You can play too. All you need is a Fluidinfo account and the above code. Please let us know how you get on. For example, you can freely tweet any MD5 sums we have in common. We’re going to use the hashtag #incommon, like this.

  • Sharing the md5 sum is actually not that safe. Companies with huge databases of e-mails have compiled md5 sums of those addresses and made them available online. Using one of those you can do reverse lookup some e-mail addresses from their md5 sum. Rainbow tables, pretty much.

    Other than that, I like the idea of sharing knowledge about secret stuff in public. Even though that metadata could be used the decipher the secret too. “what friends do those two have in common?”.

  • Hi Emil

    Yes, agree with all that. Even using SHA256 (or whatever) doesn’t make it secure. But being secure isn’t really the point. We were in part trying to not directly publish people’s email addresses, and also the idea was to do this for many things, not just emails (e.g., phone numbers, genetic markers). The lookup that you describe is always going to be a factor. But there’s a deliberate vagueness in the tagging – the source text is something I know about, but I don’t say in what way. Is it an email address that I received mail from, sent mail to, harvested, overheard, am following, am interested in for some other reason, that I’d like to meet, or am I just bluffing, etc? I find it all quite interesting, as you’re taking something that’s entirely private and putting it (in some sense) in a place that’s entirely public, yet you’re not saying what it is or what your interest is.
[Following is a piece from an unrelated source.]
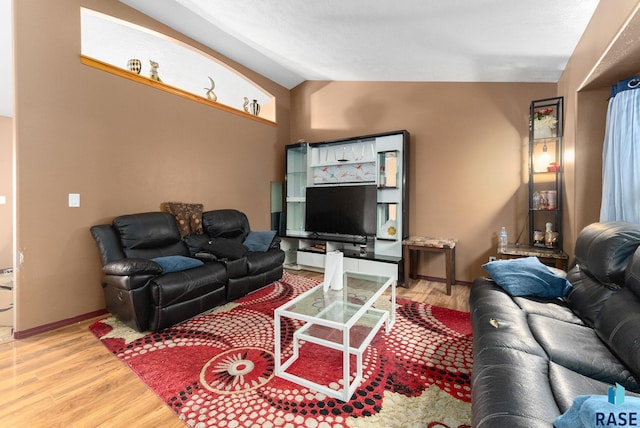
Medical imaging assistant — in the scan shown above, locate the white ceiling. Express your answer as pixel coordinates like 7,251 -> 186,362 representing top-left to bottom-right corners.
0,0 -> 598,116
120,0 -> 598,88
So there’s some kind of intermediate social signalling that’s made possible, and that makes me think a lot.

    I’ve long planned to do the same for phone numbers, but *without* the MD5 sums. I wouldn’t say that the number is a phone number, just that it’s a number I may or may not have an interest in (e.g., I could tag some random numbers too). People can interpret them however they like. They could take them to be phone numbers and start calling them, but they wouldn’t know who they were calling (supposing it was a phone number) and the callee would likely tell them they had a wrong number & hang up. But if you started with a number and found my tag on the object, you really do know something – or at least there’s some evidence that you might. Again, the social dynamics around this are something I find really interesting.
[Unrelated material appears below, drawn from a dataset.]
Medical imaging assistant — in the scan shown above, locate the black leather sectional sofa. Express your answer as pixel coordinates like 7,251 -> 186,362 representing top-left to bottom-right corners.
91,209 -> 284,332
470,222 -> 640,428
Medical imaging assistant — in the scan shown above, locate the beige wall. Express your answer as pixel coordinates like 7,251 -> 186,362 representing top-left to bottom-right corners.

    Thanks for the comment. What are your thoughts?

  • Here is a similar story

    Who’s to say when we should disclose those sometimes unpleasant, yet vitally important things about ourselves? After the 3rd, 5th, or 14th date? If you reveal too much of yourself too soon, you stand the risk of scaring the other person off. Conversely, if you withhold too much information, you are seen as secretive and untrustworthy. Unfortunately there is no universal disclosure code in the dating game which makes it so hard.

  • This makes me curious to see how fluidinfo users are connected by the objects they tag. Is it possible to get a list of objects that a user has tagged? I took a quick look at the User API, but didn’t see it there :/

  • Hi Eric!

    No. You’d need to walk their tags and do a “has” query on each one. That’s not too hard…

  • I developed a similar technique 2 years ago to track objects in Nova Initia.
    While obviously hashes aren’t completely secure, that wasn’t the goal.
    We track objects on URL’s, but we didn’t want to sacrifice player
    privacy. This allows us to track player created objects without having
    knowledge of where that object is. It has worked beautifully. Terry, I’d
    like to speak with you further on this subject when you get some time.